January Book Report

Friday, January 7, 2011
This here's my book report for January. I'll try to be organized and do this once a month. So no matter where I am, I'll stop reading and let you in on my life in books.

Let the Great World Spin by Colum McCann. A powerful good story. First off, I love a book with a good organizing device, and this one relies on a common event - the tightrope walker who crossed the Twin Towers in 1974. I remember something about this event in real life. I was getting ready to start high school just outside NYC at the exact moment Philippe Petit stepped out on the tightrope. Each character is expertly drawn. Can a writer man truly imagine life as a woman, as a white woman preparing for a get-together in her Park Avenue apartment? As a mother losing a son? As an older black woman? A young prostitute? Many times the answer is, "No, Mr. Writer can't." The fact that McCann can imagine the interior and exterior dialogue of some many characters is something to behold. Above all, every last character, every last movement and thought rings true.  Side note: he seems to pick people to portray that we are most likely to walk by without a thought. The little people, you know? Who no one is going to bother to portray...

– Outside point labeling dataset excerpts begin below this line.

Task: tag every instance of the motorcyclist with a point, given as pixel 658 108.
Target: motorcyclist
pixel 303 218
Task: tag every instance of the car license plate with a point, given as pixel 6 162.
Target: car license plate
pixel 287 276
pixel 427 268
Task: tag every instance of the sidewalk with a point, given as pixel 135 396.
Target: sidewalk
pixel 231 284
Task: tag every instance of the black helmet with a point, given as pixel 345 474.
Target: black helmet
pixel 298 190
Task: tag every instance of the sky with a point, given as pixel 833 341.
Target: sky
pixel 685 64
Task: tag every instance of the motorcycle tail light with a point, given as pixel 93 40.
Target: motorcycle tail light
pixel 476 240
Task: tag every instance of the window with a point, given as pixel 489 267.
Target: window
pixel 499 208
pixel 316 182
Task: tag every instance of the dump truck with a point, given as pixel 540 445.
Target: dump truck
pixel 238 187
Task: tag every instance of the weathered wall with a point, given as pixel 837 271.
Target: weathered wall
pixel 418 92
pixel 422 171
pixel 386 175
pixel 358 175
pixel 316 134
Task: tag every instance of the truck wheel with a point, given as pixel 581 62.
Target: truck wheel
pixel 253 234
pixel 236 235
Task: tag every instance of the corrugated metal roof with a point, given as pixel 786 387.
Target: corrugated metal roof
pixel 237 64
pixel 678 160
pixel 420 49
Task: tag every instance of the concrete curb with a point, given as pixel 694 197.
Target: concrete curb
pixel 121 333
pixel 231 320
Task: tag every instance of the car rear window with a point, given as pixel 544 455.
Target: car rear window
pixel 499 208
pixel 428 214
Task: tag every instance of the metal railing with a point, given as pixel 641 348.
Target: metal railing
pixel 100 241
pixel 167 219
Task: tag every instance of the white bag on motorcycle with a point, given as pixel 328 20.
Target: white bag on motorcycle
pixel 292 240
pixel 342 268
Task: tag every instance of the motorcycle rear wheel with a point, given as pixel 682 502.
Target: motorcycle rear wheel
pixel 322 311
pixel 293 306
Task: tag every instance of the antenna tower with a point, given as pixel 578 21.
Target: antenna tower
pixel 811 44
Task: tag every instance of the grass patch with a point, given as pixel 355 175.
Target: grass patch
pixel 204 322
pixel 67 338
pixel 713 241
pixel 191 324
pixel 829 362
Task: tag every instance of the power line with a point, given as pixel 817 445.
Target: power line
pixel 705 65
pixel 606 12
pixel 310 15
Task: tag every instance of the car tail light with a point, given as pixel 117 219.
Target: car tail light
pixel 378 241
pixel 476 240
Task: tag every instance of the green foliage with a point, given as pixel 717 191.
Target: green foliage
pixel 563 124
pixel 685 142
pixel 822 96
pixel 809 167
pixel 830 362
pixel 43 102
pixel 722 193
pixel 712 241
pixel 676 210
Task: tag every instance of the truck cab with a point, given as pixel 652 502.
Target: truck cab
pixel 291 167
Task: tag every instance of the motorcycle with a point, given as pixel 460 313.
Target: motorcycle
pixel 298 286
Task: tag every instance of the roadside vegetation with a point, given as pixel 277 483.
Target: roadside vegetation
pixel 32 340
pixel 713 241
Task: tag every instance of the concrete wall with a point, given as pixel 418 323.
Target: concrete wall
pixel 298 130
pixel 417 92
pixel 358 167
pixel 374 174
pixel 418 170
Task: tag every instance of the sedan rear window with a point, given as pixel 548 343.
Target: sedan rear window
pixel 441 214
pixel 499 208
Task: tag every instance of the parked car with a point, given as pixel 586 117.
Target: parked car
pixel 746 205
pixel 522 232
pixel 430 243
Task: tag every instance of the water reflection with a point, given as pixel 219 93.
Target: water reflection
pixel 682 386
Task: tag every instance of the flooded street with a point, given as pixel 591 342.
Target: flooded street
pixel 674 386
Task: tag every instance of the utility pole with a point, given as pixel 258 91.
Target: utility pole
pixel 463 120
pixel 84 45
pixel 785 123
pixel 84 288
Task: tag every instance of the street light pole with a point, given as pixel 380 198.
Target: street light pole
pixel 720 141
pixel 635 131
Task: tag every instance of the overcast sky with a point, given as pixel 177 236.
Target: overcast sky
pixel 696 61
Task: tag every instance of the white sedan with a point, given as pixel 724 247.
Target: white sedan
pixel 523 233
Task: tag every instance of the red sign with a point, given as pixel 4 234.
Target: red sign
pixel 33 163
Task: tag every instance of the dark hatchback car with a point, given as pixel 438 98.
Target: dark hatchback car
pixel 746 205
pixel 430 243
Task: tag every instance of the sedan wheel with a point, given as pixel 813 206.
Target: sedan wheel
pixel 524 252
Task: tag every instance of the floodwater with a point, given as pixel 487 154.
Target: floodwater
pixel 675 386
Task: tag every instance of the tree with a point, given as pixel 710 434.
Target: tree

The most riveting part of this book was the unlikely friendship between Claire {white woman} and Gloria {black woman}. How easily it could have evaporated and thankfully, didn't. Yet it's not a book about race. It is a story of hope. Else I couldn't have stood it.

The novel started off slow for me at first (there is only so much Irish tenement and misery I can stand), but then accelerates with force. No less moving is the prologue, where the author tell us he keeps his father-in-law's soot-covered shoes from Sept 11 in a box behind him as he writes.

God vs. Darwin: The War between Evolution and Creationism in the Classroom by Manl Singham. Full disclosure. I picked this up because of Kid2's writing assignment in Physics. (This is what you get when Physics is taught in a church environment - not complaining, just saying) Evolution vs. God. Apparently this question had the country tied in knots in 1925, culminating in the famous Scopes trial (Jennings vs. Darrow), which actually turns out to have been an attempt by some city fathers to put a small town in Tennessee on the map. (They figured a big trial would bring more business into town and agreed among themselves who would accuse who of what...)

At the end I am left with these contradictory (but in my mind perfectly acceptable) truths. Evolution is proven beyond a doubt. We all have the same ancestors. And we couldn't have come to be just by chance. There had to have been a divine hand in it from the get-go. I'm not doing the issue justice here, but it's not the "Inherit the Wind" story you thought you knew.

Time of My Life: A Novel by Alison Winn Scotch. So this 30-something Pottery-Barn, Starbucks, soul-searching mother of one, wife to successful but hardworking if slightly dull man is wondering if she made the right decision marrying her man. So naturally, since she quit her uber-fascinating job to full-time mother, her thoughts take her back to her old boyfriend and the "What if..." question. "What if I'd married the magical free-spirited him instead." And poof! Apparently deep tissue massages give you the power to time travel. At any rate, she is whisked back in time her life with the old boyfriend and chooses the road un-taken, only to find, some xxx pages later, like Dorothy, "There's no place like home, there's no place like home." Once I figured out she wasn't going to save the world in her time-travel, but just her marriage, I skipped to the end to see how it all turned out. [Sorry, if I could time travel, I would have stopped, like, Sept 11 from happening, but that's just me.] I did love the cover art, so she gets a point for that.

The Mindful Way through Depression by Mark Williams, John Teasdale, Zindel Segal, and my personal favorite, Jon Kabat-Zinn. If you don't know I am serotonin-challenged, certainly you will now. I am always looking for the answer, the thing that's going to take me from cranky, glass-half-empty Eeyore to vivacious Disney-princess extrovert. And this book could do it, if only I would actually do the exercises. Basic premise: thinking your way through depression won't work  ("Why am I like this, why can't I ever be happy"). Instead, focus on the moment ("Whoa, this peanut butter sure is crunchy."). And here's how. Step-by-step, thought-by-thought, meditation by meditation. No surprises, it takes extreme discipline to change your thought patterns because your brain is apt to travel the road more travelled, so to speak. Absolutely excellent resource, and when I am less depressed, I will pick it up again.